Pada akhirnya, dalam situasi yang paling ekstrem, keadaan darurat dapat diberlakukan dan hak, kebebasan, dan jaminan dapat ditangguhkan, sesuai dengan Pasal 19 (3) Konstitusi, tetapi bahkan dalam konteks ini, pembatasan itu hanya dapat sebagian. . pelarangan ekses berarti bahwa pembatasan hak-hak dasar tidak mempengaruhi isi dasar hak-hak ini dan sebanding dengan kebutuhan dan kecukupan tindakan polisi sanitasi. Pada akhirnya, dalam situasi yang paling ekstrem, keadaan darurat dapat diberlakukan dan hak, kebebasan, dan jaminan dapat ditangguhkan, sesuai dengan Pasal 19 (3) Konstitusi, tetapi bahkan dalam konteks ini, pembatasan itu hanya dapat sebagian. .

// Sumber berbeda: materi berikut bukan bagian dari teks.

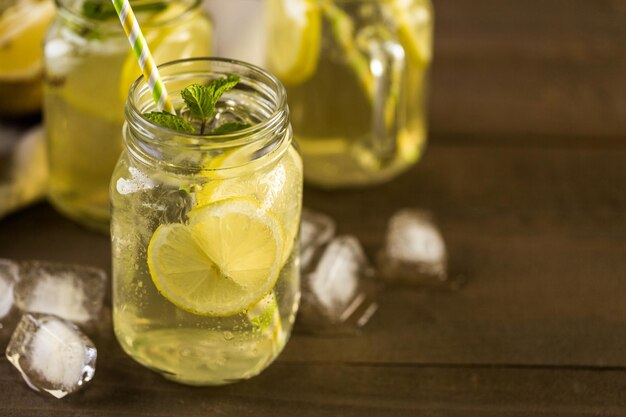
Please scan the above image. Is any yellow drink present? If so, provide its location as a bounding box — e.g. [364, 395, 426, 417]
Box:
[44, 0, 211, 230]
[268, 0, 432, 188]
[111, 60, 302, 385]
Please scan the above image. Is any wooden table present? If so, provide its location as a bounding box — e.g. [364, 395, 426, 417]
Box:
[0, 0, 626, 417]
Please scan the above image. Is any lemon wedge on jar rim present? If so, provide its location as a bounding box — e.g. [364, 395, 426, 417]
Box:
[268, 0, 322, 85]
[0, 0, 54, 114]
[388, 0, 433, 66]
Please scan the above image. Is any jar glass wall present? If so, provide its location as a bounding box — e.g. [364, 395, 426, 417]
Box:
[267, 0, 433, 188]
[111, 59, 302, 385]
[44, 0, 212, 231]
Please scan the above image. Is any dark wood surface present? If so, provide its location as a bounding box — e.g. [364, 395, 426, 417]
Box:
[0, 0, 626, 417]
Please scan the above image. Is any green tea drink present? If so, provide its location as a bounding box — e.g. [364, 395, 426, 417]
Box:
[267, 0, 432, 188]
[44, 0, 212, 230]
[111, 59, 302, 385]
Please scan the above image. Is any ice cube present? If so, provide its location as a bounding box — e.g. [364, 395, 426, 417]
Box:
[300, 208, 336, 272]
[15, 261, 106, 324]
[115, 167, 156, 195]
[300, 236, 377, 331]
[6, 313, 97, 398]
[0, 259, 18, 320]
[379, 208, 448, 285]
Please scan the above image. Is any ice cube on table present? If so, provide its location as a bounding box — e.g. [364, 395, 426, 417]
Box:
[6, 313, 97, 398]
[15, 261, 106, 324]
[300, 208, 336, 271]
[379, 208, 448, 285]
[0, 259, 19, 320]
[300, 236, 378, 332]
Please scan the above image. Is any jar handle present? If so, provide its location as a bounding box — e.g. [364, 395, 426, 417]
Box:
[357, 26, 407, 164]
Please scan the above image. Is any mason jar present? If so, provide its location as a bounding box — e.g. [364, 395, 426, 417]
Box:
[266, 0, 433, 188]
[110, 58, 302, 385]
[43, 0, 212, 231]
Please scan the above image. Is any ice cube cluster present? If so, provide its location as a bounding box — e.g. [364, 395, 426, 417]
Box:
[299, 208, 448, 333]
[299, 209, 378, 333]
[379, 208, 448, 286]
[6, 313, 97, 398]
[0, 259, 107, 398]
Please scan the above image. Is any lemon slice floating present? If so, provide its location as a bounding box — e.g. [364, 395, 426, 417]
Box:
[196, 146, 302, 261]
[148, 198, 283, 316]
[268, 0, 321, 85]
[389, 0, 433, 66]
[0, 0, 54, 114]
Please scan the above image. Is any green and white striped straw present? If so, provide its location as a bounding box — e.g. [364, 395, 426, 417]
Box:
[112, 0, 174, 113]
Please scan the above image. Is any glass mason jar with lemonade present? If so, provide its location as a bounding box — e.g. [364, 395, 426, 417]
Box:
[267, 0, 433, 188]
[111, 59, 302, 385]
[44, 0, 212, 231]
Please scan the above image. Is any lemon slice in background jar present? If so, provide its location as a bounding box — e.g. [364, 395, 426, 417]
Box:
[196, 146, 302, 265]
[388, 0, 433, 67]
[119, 3, 213, 102]
[148, 198, 283, 316]
[0, 0, 54, 115]
[268, 0, 321, 85]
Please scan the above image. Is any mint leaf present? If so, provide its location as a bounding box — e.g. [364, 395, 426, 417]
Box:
[180, 75, 239, 134]
[209, 122, 250, 135]
[143, 111, 196, 133]
[180, 84, 212, 119]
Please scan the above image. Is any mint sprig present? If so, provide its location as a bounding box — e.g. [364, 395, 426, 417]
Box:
[144, 75, 249, 135]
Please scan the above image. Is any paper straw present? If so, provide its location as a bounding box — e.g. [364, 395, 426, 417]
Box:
[112, 0, 174, 113]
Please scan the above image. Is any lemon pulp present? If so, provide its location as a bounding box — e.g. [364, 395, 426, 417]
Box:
[148, 198, 283, 316]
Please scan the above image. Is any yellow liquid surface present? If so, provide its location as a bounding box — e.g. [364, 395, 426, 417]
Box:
[269, 1, 431, 188]
[44, 8, 211, 231]
[112, 142, 302, 385]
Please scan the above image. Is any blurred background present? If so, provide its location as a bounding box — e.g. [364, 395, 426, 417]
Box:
[205, 0, 626, 142]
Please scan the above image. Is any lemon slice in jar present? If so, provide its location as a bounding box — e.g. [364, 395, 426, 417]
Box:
[196, 146, 302, 263]
[388, 0, 433, 66]
[119, 2, 212, 102]
[148, 198, 283, 316]
[268, 0, 321, 85]
[0, 0, 54, 114]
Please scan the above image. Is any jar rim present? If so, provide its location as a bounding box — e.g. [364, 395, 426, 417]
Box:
[125, 57, 290, 171]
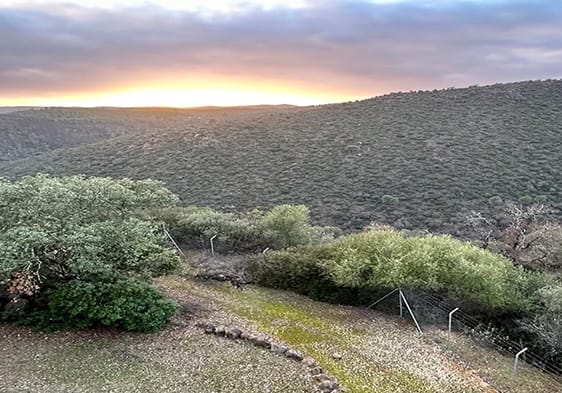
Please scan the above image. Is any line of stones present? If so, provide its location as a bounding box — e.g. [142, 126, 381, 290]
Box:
[195, 323, 341, 393]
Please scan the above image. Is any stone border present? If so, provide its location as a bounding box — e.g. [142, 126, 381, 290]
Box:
[195, 322, 342, 393]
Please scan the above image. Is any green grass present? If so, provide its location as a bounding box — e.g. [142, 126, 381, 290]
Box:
[0, 316, 313, 393]
[162, 278, 562, 393]
[164, 280, 476, 393]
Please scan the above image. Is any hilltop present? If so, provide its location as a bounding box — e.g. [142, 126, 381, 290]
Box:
[0, 80, 562, 233]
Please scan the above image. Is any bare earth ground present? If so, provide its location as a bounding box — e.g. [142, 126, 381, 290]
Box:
[0, 277, 561, 393]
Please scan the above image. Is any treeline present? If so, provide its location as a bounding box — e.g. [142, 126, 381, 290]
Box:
[0, 176, 562, 368]
[0, 80, 562, 236]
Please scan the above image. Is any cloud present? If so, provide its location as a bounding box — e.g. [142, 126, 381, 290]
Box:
[0, 0, 562, 101]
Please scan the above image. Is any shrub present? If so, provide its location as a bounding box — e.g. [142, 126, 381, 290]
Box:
[248, 245, 373, 305]
[0, 176, 180, 331]
[157, 205, 341, 253]
[160, 206, 267, 253]
[249, 229, 528, 311]
[259, 205, 313, 249]
[381, 195, 400, 205]
[35, 277, 177, 332]
[326, 230, 524, 310]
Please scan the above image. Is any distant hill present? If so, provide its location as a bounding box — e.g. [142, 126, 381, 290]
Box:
[0, 80, 562, 232]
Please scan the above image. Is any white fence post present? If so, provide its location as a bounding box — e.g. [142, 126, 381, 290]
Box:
[513, 347, 529, 374]
[210, 235, 217, 257]
[447, 307, 459, 338]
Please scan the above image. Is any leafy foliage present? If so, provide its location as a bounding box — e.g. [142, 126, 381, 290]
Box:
[252, 230, 536, 311]
[160, 205, 341, 253]
[0, 175, 179, 330]
[37, 278, 177, 332]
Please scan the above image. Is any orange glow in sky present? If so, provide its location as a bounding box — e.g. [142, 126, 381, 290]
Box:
[0, 77, 364, 108]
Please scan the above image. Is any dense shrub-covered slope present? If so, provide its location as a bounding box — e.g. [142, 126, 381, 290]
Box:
[0, 80, 562, 233]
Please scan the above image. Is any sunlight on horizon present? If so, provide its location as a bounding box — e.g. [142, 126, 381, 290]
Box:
[0, 87, 356, 108]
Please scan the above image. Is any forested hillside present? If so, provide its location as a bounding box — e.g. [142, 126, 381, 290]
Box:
[0, 80, 562, 233]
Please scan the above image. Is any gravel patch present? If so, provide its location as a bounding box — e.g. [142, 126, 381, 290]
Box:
[0, 297, 315, 393]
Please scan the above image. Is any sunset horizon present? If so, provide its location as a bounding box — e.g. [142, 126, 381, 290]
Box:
[0, 0, 562, 108]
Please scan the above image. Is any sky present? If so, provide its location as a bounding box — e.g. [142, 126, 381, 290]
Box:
[0, 0, 562, 107]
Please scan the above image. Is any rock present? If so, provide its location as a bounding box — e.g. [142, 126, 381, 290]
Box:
[285, 349, 304, 362]
[314, 374, 332, 383]
[226, 329, 242, 340]
[271, 343, 289, 355]
[310, 366, 324, 375]
[252, 337, 271, 349]
[302, 357, 318, 368]
[318, 380, 338, 392]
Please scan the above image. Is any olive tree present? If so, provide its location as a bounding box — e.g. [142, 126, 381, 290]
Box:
[0, 175, 179, 330]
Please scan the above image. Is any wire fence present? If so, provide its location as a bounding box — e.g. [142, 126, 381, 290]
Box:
[406, 294, 562, 391]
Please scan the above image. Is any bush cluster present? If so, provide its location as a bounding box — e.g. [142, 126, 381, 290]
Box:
[157, 205, 341, 253]
[251, 230, 528, 312]
[0, 176, 180, 332]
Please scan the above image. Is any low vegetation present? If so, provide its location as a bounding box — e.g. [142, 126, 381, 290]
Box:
[158, 205, 341, 253]
[0, 176, 180, 331]
[0, 80, 562, 236]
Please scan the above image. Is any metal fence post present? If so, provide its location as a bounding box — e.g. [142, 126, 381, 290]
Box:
[513, 347, 529, 374]
[398, 288, 404, 318]
[210, 235, 217, 257]
[398, 289, 423, 334]
[447, 307, 459, 338]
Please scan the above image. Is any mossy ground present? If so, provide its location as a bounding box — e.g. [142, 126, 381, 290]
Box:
[163, 278, 561, 393]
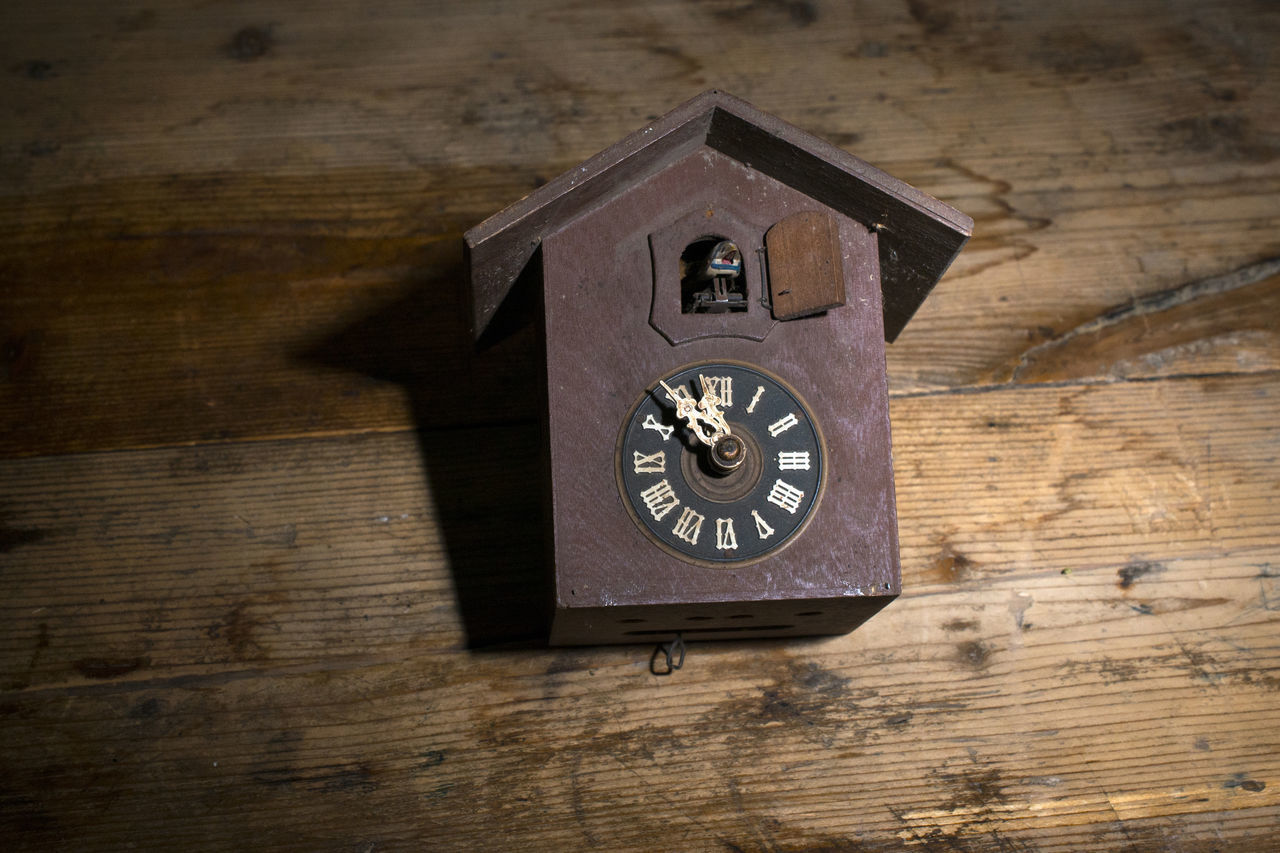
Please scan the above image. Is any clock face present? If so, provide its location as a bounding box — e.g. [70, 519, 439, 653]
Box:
[617, 361, 824, 565]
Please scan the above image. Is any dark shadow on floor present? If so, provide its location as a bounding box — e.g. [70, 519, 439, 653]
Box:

Dalam sikap yang sangat bertanggung jawab, orang Portugis yang dipindahkan dari Wuhan memilih karantina sukarela, yang disambut baik. Susan Sontag menulis bahwa “penyakit adalah sisi gelap kehidupan, kewarganegaraan yang sangat berat. Saat lahir, kita semua memperoleh kewarganegaraan ganda: yaitu bidang kesehatan dan penyakit. Dan meskipun kita semua lebih suka menggunakan paspor yang baik, cepat atau lambat, kita masing-masing berkewajiban, meskipun hanya sesaat, untuk mengidentifikasi dirinya sebagai warga negara dari daerah lain ”. Justru karena kita tahu bahwa kita semua berutang solidaritas dan dukungan kepada siapa pun yang terkena penyakit ini, dan tindakan polisi kesehatan apa pun harus selalu menghormati hak pasien.